One of the most primary observations that could be made is that length, generally, is of greater importance than the complexity.
Would this mean that an eight character uppercase password would be a good choice? As shown, it would be in every practically way impossible for a human to systematically, but manually, test 200 billion logon attempts. However, as we will see in part three of this article, this will not be any real obstacle for a computer doing offline brute force attacks and we would need a much higher possible M values to defend against that threat.
To summarize, the mathematical strength of a password is the length of the string raised to the possible complexity of each position.

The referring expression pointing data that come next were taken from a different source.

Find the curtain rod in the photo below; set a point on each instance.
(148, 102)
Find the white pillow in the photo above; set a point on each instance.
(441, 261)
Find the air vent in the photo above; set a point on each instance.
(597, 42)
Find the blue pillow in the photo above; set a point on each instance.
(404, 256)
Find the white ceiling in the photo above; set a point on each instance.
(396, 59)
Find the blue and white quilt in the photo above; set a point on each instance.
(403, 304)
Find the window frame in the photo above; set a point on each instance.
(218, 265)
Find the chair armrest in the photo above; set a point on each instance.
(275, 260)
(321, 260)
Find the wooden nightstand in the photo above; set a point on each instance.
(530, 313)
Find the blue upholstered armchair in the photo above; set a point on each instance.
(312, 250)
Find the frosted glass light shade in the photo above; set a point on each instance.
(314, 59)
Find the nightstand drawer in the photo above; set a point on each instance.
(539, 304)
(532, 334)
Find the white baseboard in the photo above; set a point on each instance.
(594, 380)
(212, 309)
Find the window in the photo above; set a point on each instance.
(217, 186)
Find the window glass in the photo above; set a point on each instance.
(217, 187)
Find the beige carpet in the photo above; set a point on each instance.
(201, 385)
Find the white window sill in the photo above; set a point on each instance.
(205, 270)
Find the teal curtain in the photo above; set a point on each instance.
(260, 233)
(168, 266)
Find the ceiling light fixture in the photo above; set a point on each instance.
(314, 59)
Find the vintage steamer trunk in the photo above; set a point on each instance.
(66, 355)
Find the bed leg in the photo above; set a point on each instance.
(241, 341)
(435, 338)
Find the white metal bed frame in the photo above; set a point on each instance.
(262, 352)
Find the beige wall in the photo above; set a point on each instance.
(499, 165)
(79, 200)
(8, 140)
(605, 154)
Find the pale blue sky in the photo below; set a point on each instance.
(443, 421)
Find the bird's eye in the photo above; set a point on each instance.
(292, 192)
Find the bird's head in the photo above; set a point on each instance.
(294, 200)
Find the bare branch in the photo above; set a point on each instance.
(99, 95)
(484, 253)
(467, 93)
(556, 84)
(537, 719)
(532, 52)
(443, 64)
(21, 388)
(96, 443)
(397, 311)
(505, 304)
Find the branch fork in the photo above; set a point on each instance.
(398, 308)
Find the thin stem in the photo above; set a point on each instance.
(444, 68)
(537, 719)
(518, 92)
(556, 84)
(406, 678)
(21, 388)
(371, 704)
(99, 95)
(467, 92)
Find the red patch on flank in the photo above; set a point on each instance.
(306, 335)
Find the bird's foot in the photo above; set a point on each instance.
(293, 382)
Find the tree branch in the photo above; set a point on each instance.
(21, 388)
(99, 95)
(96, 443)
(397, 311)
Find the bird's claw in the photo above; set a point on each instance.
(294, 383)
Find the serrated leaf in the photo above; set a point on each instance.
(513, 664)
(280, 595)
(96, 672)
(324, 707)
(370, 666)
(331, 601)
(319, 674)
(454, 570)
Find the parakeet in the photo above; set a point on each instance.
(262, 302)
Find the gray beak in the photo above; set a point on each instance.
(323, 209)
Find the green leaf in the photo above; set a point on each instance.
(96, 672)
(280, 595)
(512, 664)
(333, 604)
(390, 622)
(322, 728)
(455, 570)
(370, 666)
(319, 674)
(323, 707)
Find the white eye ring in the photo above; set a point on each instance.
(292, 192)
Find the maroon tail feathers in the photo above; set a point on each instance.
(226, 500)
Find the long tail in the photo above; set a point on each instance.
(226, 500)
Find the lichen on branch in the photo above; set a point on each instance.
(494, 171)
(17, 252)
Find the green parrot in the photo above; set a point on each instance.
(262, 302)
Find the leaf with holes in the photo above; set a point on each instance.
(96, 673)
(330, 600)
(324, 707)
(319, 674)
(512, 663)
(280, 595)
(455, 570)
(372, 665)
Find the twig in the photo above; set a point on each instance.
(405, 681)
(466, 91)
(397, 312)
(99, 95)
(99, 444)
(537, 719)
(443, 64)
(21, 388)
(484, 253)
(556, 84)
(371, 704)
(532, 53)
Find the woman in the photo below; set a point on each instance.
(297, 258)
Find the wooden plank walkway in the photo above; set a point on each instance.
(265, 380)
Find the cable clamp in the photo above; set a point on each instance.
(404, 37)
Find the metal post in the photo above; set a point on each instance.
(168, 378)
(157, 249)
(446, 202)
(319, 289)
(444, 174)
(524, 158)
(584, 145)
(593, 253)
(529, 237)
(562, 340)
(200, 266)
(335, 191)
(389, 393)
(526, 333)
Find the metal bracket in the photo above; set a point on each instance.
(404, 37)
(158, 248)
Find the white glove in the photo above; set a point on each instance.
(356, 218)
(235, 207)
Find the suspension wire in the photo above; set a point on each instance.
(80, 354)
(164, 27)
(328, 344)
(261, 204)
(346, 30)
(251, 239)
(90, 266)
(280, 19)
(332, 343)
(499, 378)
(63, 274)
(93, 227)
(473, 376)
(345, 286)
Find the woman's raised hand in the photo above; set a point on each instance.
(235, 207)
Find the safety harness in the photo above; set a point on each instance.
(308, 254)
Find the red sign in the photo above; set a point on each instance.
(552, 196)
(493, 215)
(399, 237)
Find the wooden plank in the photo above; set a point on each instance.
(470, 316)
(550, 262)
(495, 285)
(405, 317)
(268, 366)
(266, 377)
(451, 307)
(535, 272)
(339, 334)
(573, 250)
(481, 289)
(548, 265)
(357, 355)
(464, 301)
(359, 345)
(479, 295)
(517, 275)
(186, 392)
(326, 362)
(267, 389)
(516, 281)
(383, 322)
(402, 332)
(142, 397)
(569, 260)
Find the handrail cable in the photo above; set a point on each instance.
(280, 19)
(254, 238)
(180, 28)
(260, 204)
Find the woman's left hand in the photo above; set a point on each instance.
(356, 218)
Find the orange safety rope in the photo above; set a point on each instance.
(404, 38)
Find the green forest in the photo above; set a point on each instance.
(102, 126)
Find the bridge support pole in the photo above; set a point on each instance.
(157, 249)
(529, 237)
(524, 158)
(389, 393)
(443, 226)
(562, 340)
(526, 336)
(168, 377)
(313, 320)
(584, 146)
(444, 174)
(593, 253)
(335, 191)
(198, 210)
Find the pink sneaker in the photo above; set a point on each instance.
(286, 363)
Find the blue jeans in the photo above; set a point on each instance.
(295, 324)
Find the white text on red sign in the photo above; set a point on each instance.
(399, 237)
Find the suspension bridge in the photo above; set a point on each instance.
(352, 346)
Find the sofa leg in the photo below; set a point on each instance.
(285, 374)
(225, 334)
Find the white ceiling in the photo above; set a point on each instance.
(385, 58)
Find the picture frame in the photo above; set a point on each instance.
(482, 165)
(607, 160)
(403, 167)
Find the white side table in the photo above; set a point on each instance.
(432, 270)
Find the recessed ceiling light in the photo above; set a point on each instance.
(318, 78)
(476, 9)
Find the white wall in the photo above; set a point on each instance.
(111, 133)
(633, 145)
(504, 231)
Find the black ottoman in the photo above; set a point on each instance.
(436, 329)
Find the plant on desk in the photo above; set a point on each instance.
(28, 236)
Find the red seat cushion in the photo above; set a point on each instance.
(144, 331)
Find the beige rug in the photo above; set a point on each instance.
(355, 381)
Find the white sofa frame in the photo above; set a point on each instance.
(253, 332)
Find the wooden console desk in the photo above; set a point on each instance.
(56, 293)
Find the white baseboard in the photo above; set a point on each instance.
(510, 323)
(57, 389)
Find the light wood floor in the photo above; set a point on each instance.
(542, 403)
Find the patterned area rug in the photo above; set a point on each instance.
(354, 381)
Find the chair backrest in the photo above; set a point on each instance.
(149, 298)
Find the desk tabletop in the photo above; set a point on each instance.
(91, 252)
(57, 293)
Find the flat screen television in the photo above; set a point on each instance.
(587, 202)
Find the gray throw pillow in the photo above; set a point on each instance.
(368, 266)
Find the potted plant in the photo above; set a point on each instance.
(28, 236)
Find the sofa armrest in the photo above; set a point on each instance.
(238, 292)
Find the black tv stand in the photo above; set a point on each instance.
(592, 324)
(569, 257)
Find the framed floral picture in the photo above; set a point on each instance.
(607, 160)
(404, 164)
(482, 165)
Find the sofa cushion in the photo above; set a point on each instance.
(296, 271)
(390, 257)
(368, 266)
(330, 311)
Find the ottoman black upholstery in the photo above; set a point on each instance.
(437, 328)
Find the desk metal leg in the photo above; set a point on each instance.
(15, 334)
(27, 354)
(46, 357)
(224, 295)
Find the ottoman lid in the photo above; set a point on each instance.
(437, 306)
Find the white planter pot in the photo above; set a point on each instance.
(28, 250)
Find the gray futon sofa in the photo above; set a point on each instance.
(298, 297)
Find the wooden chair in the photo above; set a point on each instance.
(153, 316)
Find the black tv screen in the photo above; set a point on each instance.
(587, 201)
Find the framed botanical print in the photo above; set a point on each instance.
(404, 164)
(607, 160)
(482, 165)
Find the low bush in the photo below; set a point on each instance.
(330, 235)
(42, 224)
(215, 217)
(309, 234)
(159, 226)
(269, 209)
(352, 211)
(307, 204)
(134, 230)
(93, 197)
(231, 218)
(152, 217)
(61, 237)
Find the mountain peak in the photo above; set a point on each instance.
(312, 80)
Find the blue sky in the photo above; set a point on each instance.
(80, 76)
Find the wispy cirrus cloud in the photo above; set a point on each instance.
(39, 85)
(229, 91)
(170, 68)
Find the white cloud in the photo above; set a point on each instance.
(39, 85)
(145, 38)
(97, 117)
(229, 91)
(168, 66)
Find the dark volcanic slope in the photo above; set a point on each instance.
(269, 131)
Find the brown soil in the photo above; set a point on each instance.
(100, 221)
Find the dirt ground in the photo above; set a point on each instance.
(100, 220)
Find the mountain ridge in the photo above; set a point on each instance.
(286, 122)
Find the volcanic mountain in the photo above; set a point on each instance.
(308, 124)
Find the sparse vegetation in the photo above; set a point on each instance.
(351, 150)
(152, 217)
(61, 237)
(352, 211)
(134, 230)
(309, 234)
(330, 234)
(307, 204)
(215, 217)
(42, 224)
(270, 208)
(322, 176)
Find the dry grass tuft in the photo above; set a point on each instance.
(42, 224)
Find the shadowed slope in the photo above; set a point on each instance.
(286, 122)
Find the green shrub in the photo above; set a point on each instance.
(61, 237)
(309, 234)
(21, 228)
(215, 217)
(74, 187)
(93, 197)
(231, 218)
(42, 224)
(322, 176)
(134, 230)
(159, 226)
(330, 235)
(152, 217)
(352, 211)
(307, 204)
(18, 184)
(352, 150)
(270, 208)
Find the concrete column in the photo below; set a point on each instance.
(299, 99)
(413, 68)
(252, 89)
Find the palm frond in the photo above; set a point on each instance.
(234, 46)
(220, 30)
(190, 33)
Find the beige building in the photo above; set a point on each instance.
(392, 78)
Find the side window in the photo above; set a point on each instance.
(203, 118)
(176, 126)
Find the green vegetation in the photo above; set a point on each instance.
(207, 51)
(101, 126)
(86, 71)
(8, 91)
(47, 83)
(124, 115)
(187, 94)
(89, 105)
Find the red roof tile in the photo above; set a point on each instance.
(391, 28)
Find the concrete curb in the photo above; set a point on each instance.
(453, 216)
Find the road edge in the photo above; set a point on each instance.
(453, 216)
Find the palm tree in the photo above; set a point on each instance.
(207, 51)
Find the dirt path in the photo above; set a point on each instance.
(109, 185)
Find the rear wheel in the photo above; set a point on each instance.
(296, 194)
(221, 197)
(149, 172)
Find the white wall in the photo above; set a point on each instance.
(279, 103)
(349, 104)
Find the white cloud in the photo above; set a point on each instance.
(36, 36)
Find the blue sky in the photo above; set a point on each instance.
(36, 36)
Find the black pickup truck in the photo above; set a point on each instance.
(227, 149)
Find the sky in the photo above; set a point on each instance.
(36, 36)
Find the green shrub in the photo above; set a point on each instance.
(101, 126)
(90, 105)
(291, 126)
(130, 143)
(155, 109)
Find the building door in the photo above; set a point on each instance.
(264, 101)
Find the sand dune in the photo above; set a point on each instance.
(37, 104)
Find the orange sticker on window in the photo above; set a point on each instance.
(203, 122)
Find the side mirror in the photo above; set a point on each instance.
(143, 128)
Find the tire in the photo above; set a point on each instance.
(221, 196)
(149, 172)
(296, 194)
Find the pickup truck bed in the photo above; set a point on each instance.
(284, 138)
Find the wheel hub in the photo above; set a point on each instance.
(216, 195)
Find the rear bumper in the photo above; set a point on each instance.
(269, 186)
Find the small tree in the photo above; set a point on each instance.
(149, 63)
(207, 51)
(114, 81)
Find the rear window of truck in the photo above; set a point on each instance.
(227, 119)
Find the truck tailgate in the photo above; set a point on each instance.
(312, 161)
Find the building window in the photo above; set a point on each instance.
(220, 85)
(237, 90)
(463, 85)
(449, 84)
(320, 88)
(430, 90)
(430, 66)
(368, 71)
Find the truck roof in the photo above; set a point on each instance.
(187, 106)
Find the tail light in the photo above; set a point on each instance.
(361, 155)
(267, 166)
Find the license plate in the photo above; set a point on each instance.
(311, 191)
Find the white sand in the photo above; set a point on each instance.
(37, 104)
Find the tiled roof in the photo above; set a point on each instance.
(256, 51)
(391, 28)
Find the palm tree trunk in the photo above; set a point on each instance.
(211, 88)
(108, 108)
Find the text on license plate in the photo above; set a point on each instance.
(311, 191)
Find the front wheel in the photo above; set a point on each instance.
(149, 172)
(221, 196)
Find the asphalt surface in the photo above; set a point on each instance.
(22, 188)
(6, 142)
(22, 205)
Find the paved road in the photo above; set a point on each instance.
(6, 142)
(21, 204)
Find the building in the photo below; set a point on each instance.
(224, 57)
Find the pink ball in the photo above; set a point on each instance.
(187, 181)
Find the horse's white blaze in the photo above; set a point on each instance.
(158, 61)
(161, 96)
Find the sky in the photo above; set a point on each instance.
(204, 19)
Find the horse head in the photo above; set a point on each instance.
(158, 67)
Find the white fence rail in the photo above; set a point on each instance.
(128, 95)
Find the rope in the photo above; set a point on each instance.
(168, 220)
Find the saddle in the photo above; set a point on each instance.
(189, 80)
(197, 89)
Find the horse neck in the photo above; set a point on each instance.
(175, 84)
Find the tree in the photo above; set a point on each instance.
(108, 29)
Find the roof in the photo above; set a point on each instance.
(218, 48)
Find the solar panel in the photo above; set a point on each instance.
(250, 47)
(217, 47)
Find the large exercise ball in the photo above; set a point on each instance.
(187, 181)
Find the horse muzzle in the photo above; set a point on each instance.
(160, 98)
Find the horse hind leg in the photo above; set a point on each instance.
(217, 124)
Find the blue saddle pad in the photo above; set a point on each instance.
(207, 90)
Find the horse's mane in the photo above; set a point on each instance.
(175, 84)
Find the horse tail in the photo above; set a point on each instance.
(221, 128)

In the next part of the article we will discuss the so called entropy value of a password.
If you have any question or comment, please leave your comment below.
very nice explanation. how can i read the full article?
Hello Rickard,
The contents of this article are about as far as I’d gotten on my own. Where is the rest of your discussion? I’m trying to figure out precisely how fast the pool of potential passwords is reduced by requiring complexity, rather than allowing it.
I have tried totaling up the number of impermissible passwords (those that don’t comply with strict complexity rules) and subtracting that from the total pool. The formula isn’t nearly as neat and as S^L.
And following that, I’d like to see if requiring some, but not total complexity would be a better balance. For example, allowing [a-z, A-Z, 0-9, SpecialChars] but requiring two or three of those might make the passwords sufficiently resistant to a brute-force attack, but still memorable to human minds. Intuitively, it seems that those would allow a lot more potential passwords into the pool than requiring all four character types in every password choice, and that would be a wiser course than strict complexity.
Of course, “length is better than complexity” was my original thesis, so I’m pleased that we are in agreement on that.
If you’ve written further on this topic, I’d like to read that, too.
Stay safe & stay healthy.
*should be: [The formula isn’t nearly as “neat and tidy” as S^L.]